El crecimiento personal, social y profesional de las personas está muy influido por su implicación en la educación, una actividad humana. Por lo tanto, es crucial que la evidencia científica constituya la columna vertebral de la toma de decisiones educativas. La calidad, la eficiencia y la eficacia deben guiar la educación, y nuestros niños y la sociedad no deben quedar limitados por la intuición, el azar o los caprichos políticos del momento.

Sin embargo, la realidad es que muchos métodos educativos implementados en las escuelas no tienen evidencia científica sólida o incluso tienen evidencia en su contra. Por ejemplo, algunos métodos de lectura, enseñanza de matemáticas, evaluación o atención a la diversidad todavía se utilizan a pesar de que las investigaciones demuestran que son ineficaces o que existen mejores alternativas.

¿Por qué está pasando esto? Hay varios factores que pueden explicar esta situación, como la falta de formación de los docentes en cuestiones clave de investigación educativa,  la presión social, la necesidad de buscar milagros ante determinados contextos o, simplemente, la influencia de intereses comerciales que, por desgracia, mediante sus «expertos», imponen determinadas prácticas. Pero lo anterior no implica que no haya una responsabilidad compartida de todos los agentes educativos, que deberíamos exigir y promover una cultura de la evidencia científica en educación.

¿Qué podemos hacer para lograrlo?
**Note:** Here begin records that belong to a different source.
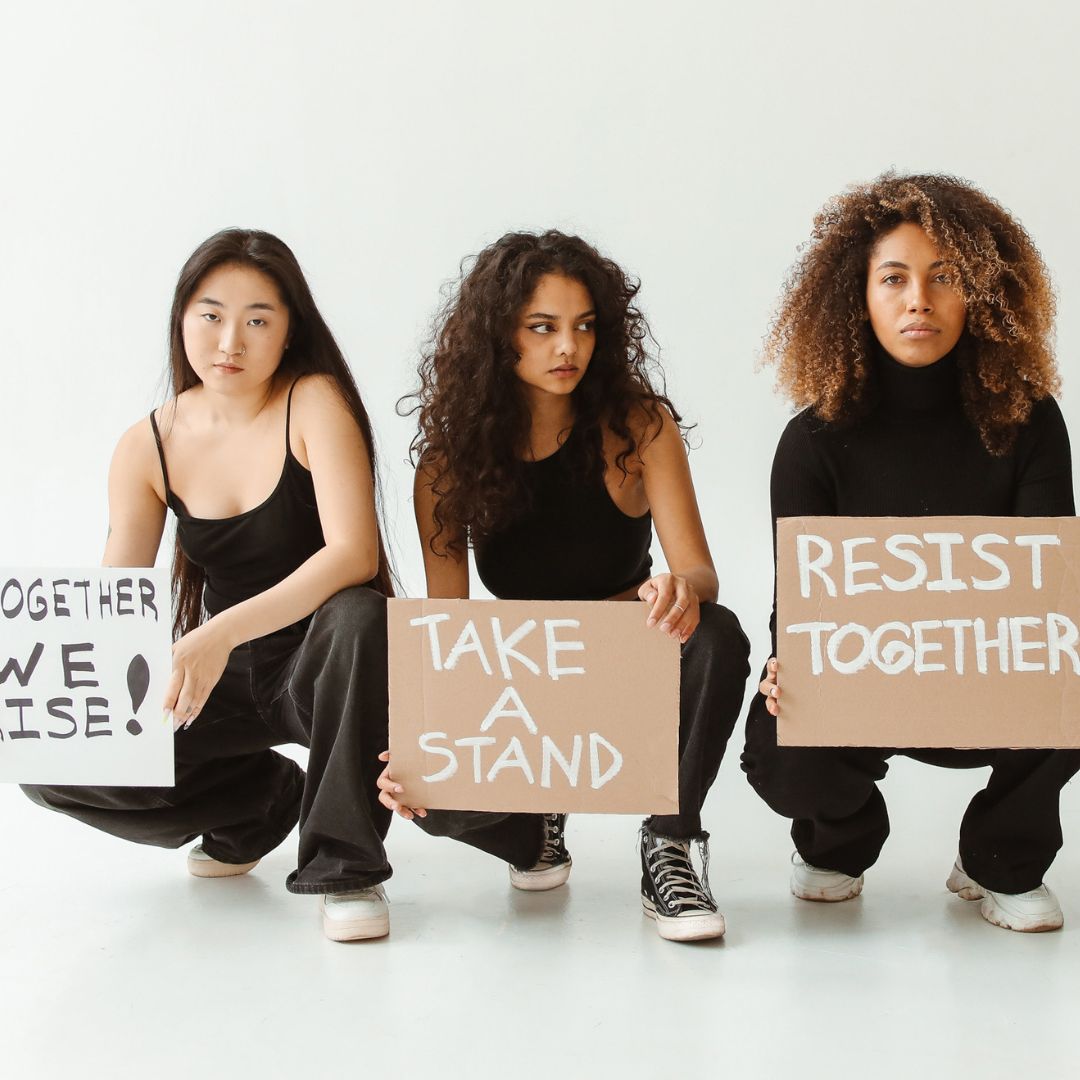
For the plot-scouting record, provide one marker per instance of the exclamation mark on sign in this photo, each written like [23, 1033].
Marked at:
[138, 683]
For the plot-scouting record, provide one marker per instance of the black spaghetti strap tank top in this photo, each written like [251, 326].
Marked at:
[250, 553]
[572, 543]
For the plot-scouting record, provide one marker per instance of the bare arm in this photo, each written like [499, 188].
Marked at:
[669, 487]
[345, 494]
[136, 500]
[446, 570]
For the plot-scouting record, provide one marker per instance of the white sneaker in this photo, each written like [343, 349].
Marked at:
[1030, 913]
[553, 866]
[352, 916]
[202, 865]
[811, 882]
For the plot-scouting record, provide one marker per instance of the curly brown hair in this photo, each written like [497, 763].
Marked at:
[474, 418]
[821, 338]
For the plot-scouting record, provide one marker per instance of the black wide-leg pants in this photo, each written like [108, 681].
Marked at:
[321, 683]
[1009, 835]
[715, 663]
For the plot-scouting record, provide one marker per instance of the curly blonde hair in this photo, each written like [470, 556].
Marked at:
[821, 338]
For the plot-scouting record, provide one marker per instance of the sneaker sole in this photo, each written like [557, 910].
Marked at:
[354, 930]
[964, 887]
[685, 928]
[211, 867]
[827, 894]
[1025, 925]
[541, 880]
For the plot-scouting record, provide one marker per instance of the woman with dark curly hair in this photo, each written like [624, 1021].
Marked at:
[545, 446]
[915, 333]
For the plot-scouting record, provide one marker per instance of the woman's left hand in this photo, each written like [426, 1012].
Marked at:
[674, 605]
[199, 659]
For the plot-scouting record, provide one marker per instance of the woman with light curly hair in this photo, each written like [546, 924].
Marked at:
[915, 333]
[548, 445]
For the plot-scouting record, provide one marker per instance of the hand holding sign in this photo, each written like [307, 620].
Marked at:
[389, 788]
[199, 660]
[675, 605]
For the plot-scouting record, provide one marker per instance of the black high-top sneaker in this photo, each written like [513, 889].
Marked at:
[673, 894]
[553, 867]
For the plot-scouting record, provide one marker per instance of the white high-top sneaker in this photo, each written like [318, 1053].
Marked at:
[829, 887]
[202, 865]
[353, 916]
[1030, 912]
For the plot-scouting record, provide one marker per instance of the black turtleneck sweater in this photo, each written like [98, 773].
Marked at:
[917, 454]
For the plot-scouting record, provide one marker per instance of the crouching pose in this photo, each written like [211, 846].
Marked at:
[916, 334]
[545, 447]
[265, 456]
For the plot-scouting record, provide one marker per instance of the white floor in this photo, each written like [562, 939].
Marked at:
[116, 963]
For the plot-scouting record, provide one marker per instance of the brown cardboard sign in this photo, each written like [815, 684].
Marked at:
[534, 705]
[922, 632]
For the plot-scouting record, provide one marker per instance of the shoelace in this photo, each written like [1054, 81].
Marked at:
[676, 880]
[552, 838]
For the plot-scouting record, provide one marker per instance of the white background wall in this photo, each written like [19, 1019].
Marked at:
[692, 142]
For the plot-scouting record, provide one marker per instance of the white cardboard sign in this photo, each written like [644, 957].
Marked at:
[84, 659]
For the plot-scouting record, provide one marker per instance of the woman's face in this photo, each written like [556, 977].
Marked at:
[916, 312]
[555, 336]
[235, 328]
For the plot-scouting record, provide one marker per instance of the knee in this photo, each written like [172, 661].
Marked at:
[358, 610]
[458, 823]
[39, 794]
[720, 635]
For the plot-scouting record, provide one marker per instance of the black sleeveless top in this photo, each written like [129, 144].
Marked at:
[252, 552]
[574, 543]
Algunas acciones que, siempre en mi humilde opinión, podrían contribuir a este objetivo son las siguientes:

  • Fomentar la investigación educativa de calidad, que sea relevante, rigurosa y replicable, y que se difunda de forma accesible y transparente.
  • Formar a los docentes en el pensamiento crítico, el método científico y la evaluación de la evidencia, y facilitarles el acceso a las fuentes de información fiables y actualizadas.
  • Implicar a las familias y al alumnado en el proceso educativo, informándoles de las prácticas basadas en evidencias y de sus beneficios, y escuchando sus opiniones y necesidades.
  • Establecer mecanismos de control y rendición de cuentas que garanticen que las políticas y los programas educativos se basan en evidencias y se evalúan periódicamente.

La educación es un derecho fundamental y una herramienta poderosa para el progreso de las personas y de la sociedad. Por eso, debemos exigir que se apliquen las mejores prácticas posibles, basadas en el conocimiento científico y no en la improvisación o el dogmatismo. Solo así podremos garantizar una educación de calidad para todos.